The Causal Gram Matrix: Why Not All Differences Matter Equally | Geometry of Trust | Mathematics - Lesson 1
How a single matrix transforms our ability to measure what AI models actually care about
Models Have Internal Structure — And It Matters
When we talk about whether an AI model is “aligned” or “safe,” the standard approach is behavioural: ask the model questions, check its answers. Does it refuse harmful requests? Does it give truthful responses? Does it follow instructions?

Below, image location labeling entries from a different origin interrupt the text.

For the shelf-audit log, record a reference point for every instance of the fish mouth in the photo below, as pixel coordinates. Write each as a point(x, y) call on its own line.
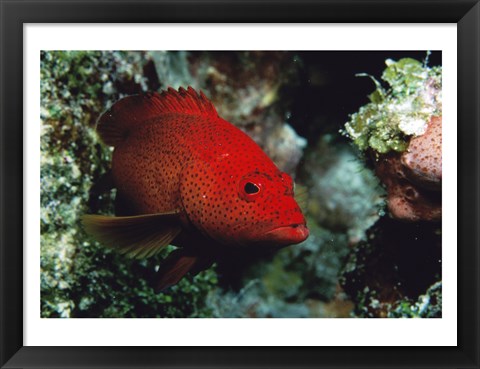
point(286, 235)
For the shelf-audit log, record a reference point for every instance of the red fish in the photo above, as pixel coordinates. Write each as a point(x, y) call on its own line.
point(186, 177)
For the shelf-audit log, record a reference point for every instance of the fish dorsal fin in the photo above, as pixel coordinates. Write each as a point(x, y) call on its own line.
point(115, 124)
point(140, 236)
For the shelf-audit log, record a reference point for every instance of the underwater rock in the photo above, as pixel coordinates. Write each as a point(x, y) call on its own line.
point(414, 178)
point(246, 87)
point(397, 264)
point(402, 110)
point(78, 278)
point(422, 160)
point(343, 193)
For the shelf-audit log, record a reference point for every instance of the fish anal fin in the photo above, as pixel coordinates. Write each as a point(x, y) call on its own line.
point(176, 266)
point(139, 236)
point(115, 124)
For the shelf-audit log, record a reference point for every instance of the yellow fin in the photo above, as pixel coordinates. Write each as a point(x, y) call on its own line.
point(139, 236)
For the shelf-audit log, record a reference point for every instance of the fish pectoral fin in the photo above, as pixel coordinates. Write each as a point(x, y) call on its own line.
point(176, 265)
point(139, 236)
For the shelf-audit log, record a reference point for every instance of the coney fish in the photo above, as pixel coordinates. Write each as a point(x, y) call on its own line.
point(186, 177)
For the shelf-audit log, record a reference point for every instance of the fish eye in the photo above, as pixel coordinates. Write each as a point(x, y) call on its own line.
point(251, 188)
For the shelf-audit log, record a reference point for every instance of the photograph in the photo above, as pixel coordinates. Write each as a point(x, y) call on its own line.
point(240, 184)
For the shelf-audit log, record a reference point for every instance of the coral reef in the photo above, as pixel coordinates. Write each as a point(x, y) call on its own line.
point(388, 268)
point(79, 277)
point(413, 96)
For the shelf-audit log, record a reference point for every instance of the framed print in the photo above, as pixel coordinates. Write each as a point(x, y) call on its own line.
point(225, 184)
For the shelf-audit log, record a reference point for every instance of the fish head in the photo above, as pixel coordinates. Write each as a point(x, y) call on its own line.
point(252, 209)
point(276, 219)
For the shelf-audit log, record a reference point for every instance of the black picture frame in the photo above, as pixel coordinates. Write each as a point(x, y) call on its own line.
point(14, 13)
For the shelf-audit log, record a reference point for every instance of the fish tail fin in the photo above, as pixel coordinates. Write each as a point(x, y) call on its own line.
point(140, 236)
point(115, 124)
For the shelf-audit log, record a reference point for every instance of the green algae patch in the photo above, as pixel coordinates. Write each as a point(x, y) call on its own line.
point(399, 110)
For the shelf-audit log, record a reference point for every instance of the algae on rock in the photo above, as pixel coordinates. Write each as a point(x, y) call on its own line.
point(400, 111)
point(79, 277)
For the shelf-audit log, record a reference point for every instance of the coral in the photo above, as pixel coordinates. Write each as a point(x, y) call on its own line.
point(404, 109)
point(343, 194)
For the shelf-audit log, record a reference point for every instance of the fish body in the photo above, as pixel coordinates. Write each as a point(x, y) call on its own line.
point(187, 177)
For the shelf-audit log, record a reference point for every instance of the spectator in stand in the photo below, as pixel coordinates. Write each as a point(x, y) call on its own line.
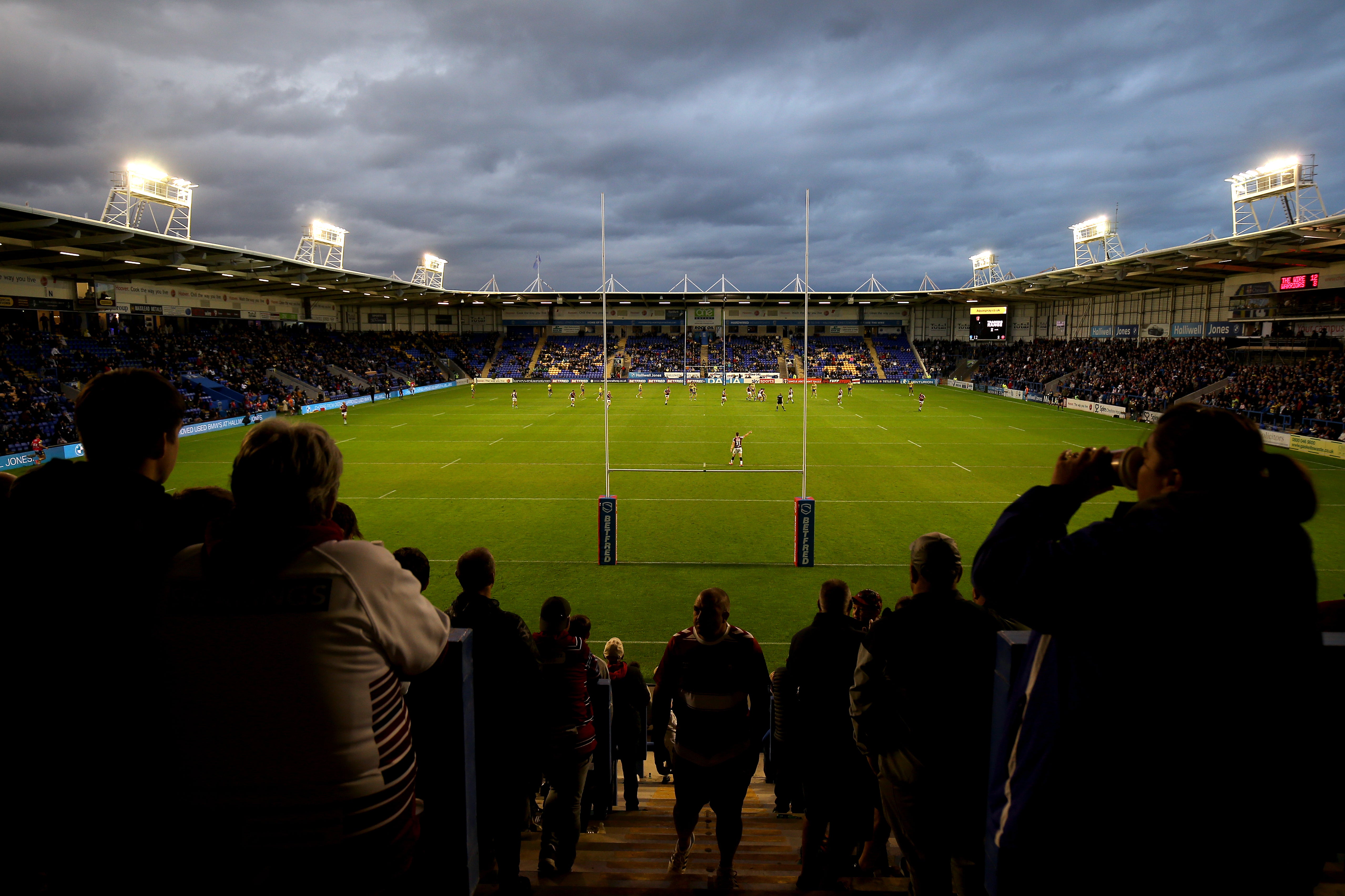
point(1155, 726)
point(284, 651)
point(345, 516)
point(782, 765)
point(198, 508)
point(836, 778)
point(630, 702)
point(568, 734)
point(128, 422)
point(920, 706)
point(415, 562)
point(714, 678)
point(506, 678)
point(596, 797)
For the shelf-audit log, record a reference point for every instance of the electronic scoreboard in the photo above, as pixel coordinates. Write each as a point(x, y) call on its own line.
point(989, 322)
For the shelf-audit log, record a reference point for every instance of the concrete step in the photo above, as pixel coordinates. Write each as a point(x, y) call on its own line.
point(630, 856)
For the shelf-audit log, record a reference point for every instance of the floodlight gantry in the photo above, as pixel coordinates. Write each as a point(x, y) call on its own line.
point(140, 187)
point(1288, 179)
point(322, 245)
point(1099, 233)
point(430, 272)
point(985, 269)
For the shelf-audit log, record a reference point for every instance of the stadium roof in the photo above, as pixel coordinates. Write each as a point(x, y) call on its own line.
point(81, 249)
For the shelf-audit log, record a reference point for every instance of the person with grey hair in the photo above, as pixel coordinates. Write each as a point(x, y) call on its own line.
point(920, 708)
point(284, 651)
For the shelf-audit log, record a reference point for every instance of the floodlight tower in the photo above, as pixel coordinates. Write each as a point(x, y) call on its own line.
point(430, 273)
point(140, 187)
point(1099, 231)
point(985, 269)
point(1284, 178)
point(322, 245)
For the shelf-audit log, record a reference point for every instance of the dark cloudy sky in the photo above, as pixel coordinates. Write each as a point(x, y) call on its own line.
point(486, 131)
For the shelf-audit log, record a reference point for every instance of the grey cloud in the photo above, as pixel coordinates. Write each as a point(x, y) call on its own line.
point(485, 131)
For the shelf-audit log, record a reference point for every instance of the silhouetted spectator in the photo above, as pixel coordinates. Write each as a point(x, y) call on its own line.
point(99, 725)
point(286, 648)
point(783, 769)
point(345, 516)
point(714, 678)
point(415, 562)
point(630, 702)
point(200, 507)
point(920, 706)
point(565, 713)
point(1155, 723)
point(505, 679)
point(836, 780)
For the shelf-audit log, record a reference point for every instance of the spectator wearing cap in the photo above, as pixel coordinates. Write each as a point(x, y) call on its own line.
point(630, 702)
point(568, 735)
point(505, 678)
point(818, 676)
point(920, 703)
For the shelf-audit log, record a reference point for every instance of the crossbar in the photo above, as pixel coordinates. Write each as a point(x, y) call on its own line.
point(689, 469)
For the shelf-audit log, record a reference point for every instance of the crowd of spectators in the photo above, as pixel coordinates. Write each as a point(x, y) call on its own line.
point(516, 355)
point(941, 355)
point(658, 353)
point(1308, 394)
point(755, 354)
point(571, 357)
point(840, 358)
point(303, 682)
point(899, 361)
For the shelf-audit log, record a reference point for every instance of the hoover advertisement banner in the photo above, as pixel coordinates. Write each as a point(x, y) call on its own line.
point(805, 530)
point(607, 531)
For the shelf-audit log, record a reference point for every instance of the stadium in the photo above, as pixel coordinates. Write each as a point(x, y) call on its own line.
point(797, 459)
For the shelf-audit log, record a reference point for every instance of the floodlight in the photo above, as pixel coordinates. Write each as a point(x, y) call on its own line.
point(327, 234)
point(140, 184)
point(1286, 178)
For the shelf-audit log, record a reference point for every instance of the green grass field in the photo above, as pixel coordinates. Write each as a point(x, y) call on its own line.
point(446, 472)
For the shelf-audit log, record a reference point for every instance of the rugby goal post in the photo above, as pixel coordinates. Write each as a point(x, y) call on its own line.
point(805, 508)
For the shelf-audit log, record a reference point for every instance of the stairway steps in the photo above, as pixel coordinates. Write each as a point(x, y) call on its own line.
point(631, 855)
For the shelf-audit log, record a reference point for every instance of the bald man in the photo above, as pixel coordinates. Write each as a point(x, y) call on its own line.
point(714, 676)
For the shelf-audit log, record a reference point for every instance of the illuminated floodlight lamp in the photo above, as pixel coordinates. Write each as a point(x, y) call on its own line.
point(1289, 179)
point(323, 244)
point(430, 272)
point(1097, 241)
point(985, 269)
point(140, 187)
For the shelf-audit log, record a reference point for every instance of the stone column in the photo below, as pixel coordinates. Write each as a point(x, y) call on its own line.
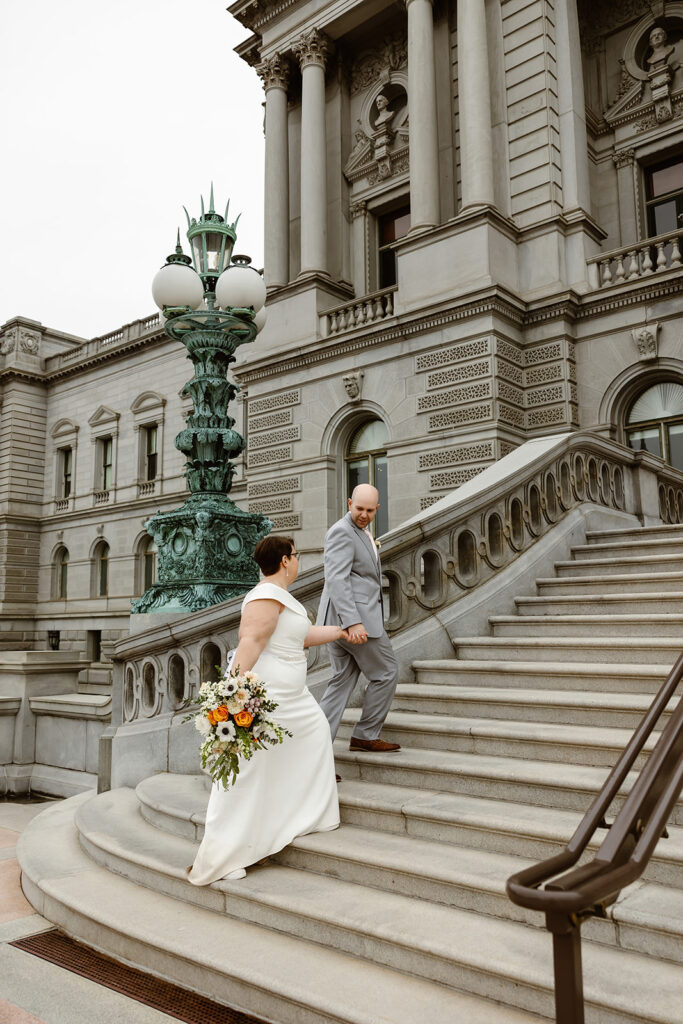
point(311, 49)
point(571, 107)
point(274, 75)
point(358, 238)
point(423, 124)
point(476, 143)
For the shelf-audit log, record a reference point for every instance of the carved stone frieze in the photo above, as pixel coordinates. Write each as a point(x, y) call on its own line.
point(391, 54)
point(274, 73)
point(8, 342)
point(646, 341)
point(312, 47)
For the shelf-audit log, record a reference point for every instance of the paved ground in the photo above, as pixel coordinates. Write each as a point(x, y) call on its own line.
point(33, 991)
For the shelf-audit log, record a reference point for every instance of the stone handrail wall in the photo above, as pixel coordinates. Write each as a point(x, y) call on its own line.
point(125, 334)
point(635, 262)
point(430, 561)
point(359, 312)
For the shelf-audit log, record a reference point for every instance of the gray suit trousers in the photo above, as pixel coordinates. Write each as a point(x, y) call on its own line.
point(376, 659)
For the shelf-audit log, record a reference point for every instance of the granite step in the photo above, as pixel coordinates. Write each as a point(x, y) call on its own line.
point(625, 584)
point(582, 708)
point(176, 804)
point(544, 783)
point(650, 626)
point(629, 548)
point(621, 603)
point(620, 566)
point(627, 650)
point(545, 741)
point(585, 676)
point(413, 868)
point(267, 974)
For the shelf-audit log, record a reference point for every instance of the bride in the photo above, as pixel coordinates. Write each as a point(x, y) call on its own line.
point(289, 790)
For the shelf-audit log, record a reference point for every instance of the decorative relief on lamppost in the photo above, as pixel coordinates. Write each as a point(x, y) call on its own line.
point(646, 341)
point(353, 384)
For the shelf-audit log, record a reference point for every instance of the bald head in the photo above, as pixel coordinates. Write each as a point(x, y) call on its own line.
point(364, 504)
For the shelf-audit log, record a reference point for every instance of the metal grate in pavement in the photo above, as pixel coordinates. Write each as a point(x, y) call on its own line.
point(145, 988)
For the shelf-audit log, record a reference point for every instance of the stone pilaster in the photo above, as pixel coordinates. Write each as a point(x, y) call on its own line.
point(312, 49)
point(274, 72)
point(476, 148)
point(423, 123)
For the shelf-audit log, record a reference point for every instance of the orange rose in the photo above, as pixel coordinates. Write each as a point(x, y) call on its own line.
point(219, 715)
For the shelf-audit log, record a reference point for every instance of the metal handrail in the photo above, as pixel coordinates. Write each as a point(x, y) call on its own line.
point(572, 894)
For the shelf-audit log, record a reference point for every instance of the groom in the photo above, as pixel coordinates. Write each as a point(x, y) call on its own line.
point(352, 598)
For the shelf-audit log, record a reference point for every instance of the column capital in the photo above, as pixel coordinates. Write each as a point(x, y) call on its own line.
point(312, 47)
point(274, 72)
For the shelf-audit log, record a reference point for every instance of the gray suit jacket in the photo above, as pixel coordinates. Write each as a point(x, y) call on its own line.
point(352, 591)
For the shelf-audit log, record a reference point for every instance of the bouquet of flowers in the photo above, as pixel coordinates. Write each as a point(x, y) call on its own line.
point(232, 715)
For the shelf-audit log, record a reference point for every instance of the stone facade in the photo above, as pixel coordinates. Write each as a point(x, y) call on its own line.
point(528, 296)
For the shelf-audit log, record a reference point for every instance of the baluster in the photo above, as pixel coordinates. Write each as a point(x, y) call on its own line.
point(647, 261)
point(662, 257)
point(621, 272)
point(635, 265)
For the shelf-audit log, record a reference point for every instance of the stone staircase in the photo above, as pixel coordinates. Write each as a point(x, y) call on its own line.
point(401, 913)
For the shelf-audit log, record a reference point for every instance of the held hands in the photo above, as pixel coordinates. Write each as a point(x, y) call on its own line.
point(354, 634)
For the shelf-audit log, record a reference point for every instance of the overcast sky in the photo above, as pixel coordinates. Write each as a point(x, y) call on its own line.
point(114, 117)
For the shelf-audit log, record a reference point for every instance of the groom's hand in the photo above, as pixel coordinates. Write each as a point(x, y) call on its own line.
point(357, 633)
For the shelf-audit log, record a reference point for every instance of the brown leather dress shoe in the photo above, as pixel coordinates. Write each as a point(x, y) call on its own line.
point(373, 745)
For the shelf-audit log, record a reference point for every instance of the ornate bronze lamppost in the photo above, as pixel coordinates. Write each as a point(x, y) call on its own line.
point(206, 547)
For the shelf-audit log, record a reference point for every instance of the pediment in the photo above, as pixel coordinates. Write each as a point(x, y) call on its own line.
point(103, 415)
point(62, 428)
point(147, 401)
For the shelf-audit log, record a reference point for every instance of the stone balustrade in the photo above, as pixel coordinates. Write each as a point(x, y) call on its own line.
point(636, 262)
point(359, 312)
point(433, 560)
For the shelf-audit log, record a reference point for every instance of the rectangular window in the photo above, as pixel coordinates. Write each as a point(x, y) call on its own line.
point(67, 461)
point(391, 226)
point(107, 454)
point(665, 197)
point(151, 452)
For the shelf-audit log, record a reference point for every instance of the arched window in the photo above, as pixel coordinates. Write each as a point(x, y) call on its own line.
point(102, 569)
point(367, 463)
point(655, 423)
point(60, 577)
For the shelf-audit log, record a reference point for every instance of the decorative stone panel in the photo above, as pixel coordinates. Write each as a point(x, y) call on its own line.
point(545, 395)
point(281, 485)
point(275, 437)
point(546, 417)
point(461, 417)
point(543, 353)
point(272, 505)
point(456, 456)
point(510, 415)
point(286, 522)
point(455, 477)
point(510, 393)
point(462, 350)
point(454, 396)
point(465, 372)
point(543, 375)
point(281, 400)
point(281, 419)
point(269, 457)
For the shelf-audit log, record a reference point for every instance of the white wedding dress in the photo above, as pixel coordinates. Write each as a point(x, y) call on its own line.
point(285, 791)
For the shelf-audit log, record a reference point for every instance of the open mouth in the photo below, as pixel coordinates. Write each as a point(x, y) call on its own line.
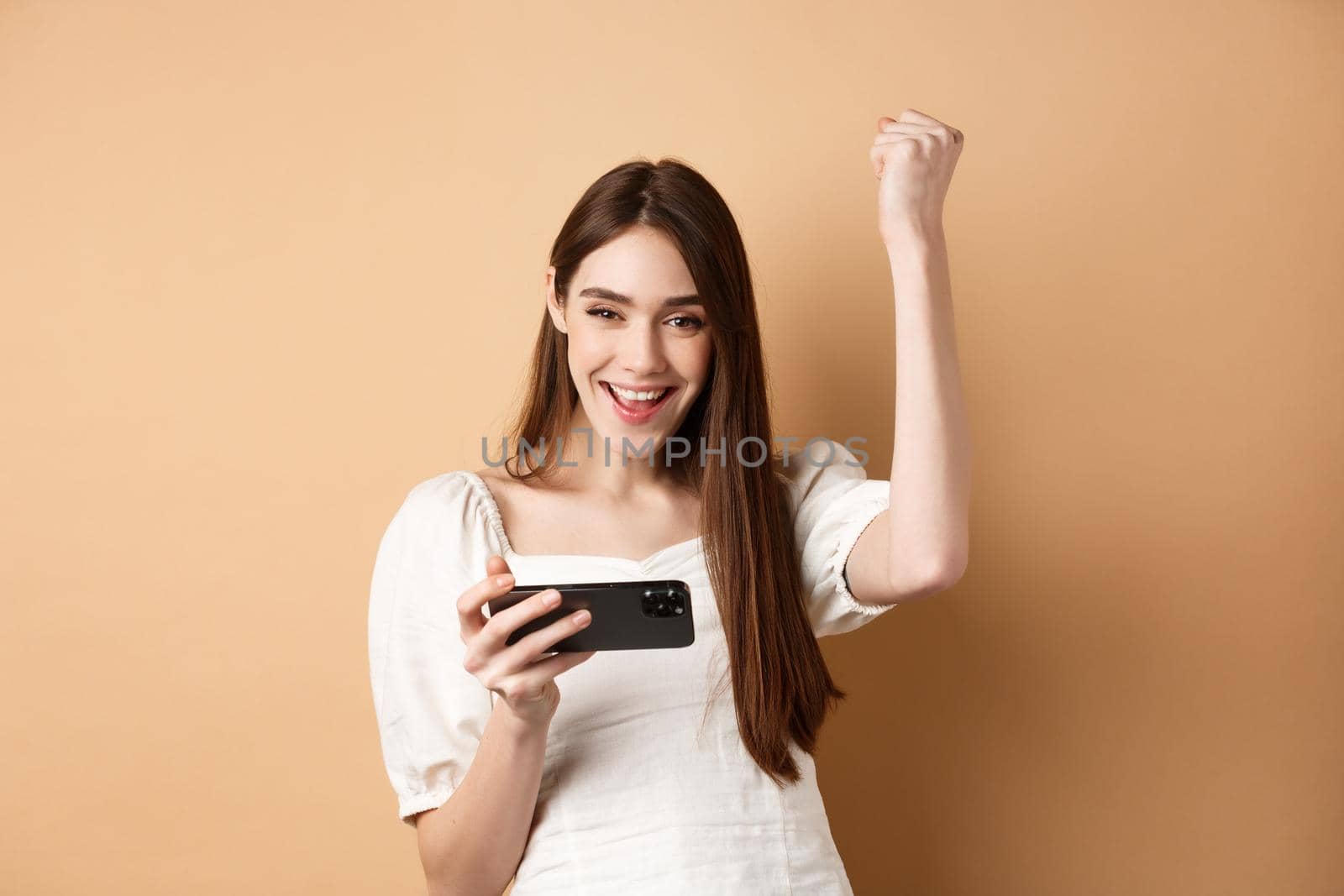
point(636, 410)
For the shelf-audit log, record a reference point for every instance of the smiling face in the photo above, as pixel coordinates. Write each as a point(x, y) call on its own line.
point(633, 322)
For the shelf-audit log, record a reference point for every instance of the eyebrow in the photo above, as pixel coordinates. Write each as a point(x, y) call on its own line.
point(612, 296)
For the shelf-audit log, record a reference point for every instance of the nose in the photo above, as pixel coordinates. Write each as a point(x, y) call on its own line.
point(642, 352)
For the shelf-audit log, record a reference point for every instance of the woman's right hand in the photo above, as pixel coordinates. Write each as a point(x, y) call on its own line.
point(517, 672)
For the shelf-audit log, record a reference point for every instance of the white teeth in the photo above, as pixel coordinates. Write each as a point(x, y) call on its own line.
point(636, 396)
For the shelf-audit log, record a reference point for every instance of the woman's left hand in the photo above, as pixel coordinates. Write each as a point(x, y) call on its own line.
point(913, 156)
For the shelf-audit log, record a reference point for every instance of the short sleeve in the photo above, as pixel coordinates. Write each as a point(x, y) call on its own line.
point(833, 503)
point(432, 712)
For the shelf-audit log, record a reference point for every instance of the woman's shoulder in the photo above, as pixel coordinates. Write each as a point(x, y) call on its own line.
point(456, 499)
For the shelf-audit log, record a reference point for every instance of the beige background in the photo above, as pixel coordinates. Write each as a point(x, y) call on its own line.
point(269, 265)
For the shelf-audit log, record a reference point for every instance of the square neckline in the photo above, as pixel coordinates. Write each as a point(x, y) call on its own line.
point(496, 520)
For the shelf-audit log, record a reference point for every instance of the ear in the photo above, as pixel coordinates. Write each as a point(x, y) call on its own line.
point(553, 304)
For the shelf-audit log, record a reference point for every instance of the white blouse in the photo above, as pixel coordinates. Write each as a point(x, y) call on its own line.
point(643, 792)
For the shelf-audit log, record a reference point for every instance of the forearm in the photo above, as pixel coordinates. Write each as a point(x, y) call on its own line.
point(472, 846)
point(931, 468)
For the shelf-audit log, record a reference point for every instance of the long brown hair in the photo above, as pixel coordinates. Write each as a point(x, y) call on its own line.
point(780, 680)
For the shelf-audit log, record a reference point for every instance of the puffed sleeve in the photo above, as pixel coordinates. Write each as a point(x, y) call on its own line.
point(432, 712)
point(833, 504)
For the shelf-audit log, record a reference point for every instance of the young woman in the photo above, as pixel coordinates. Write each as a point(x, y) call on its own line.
point(652, 775)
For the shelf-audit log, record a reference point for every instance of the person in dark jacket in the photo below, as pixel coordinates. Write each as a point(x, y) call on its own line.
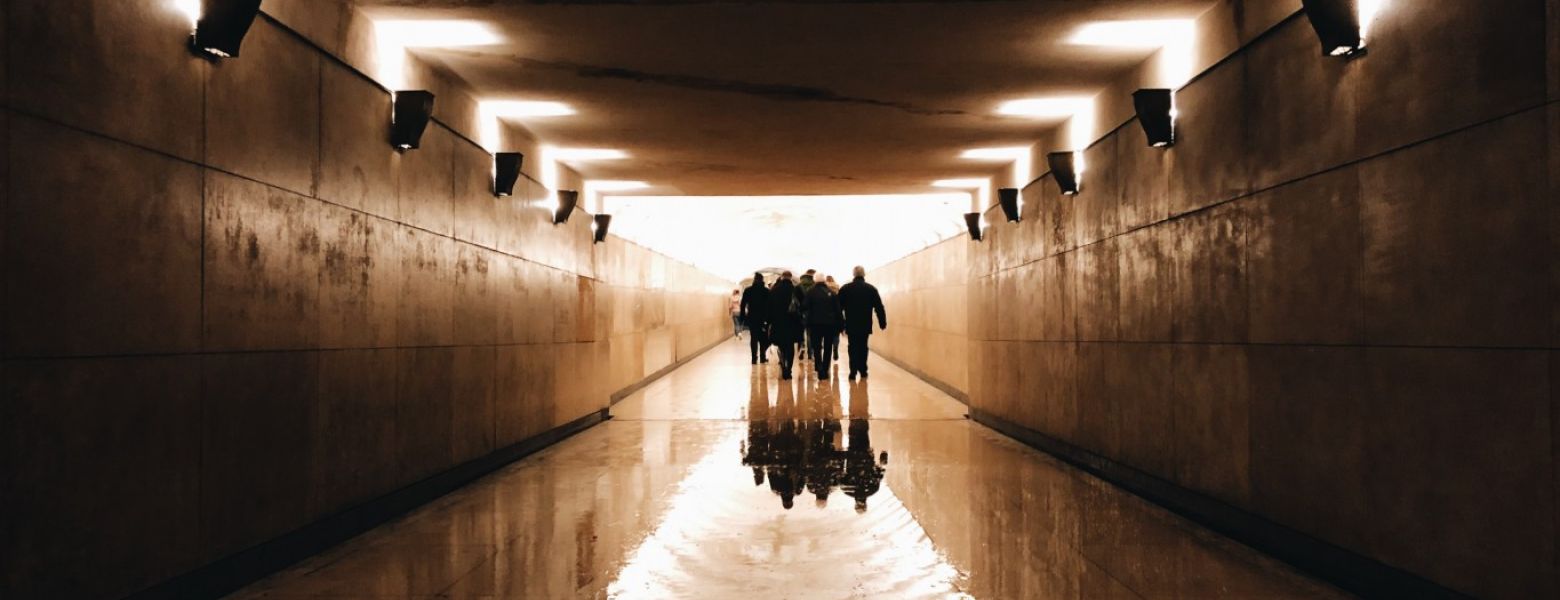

The problem with this is obvious once you say it out loud: you’re testing what the model says, not what it knows. A model can produce aligned-sounding outputs while its internal representations tell a completely different story. Behavioural evaluation is a job interview — it tells you what someone says under observation, not what they’ll do when no one’s watching.
The argument at the heart of the Geometry of Trust framework is that language models don’t just produce outputs — they have measurable internal structure. Value-relevant concepts like honesty, deception, courage, and cowardice correspond to directions in the model’s high-dimensional hidden space. This isn’t speculation — it’s an empirical finding from mechanistic interpretability research. These directions are approximately linear, they’re consistent across inputs, and they’re readable directly from the model’s weights without needing to observe any outputs at all.
If that’s true — if models have genuine geometric structure encoding value-relevant concepts — then we can measure it. We can ask whether “honesty” and “helpfulness” reinforce or compete inside a model. We can check whether a model’s internal geometry matches the values its operators claim it has. We can detect contradictions that behavioural testing would never surface.
But to measure any of this, we need the right ruler. And the obvious ruler — Euclidean distance — gets it wrong.
The Problem: Euclidean Distance Lies
If I asked you how far apart “courage” and “cowardice” are inside an AI model, you’d probably reach for the obvious tool: Euclidean distance. Subtract the vectors, square the differences, add them up.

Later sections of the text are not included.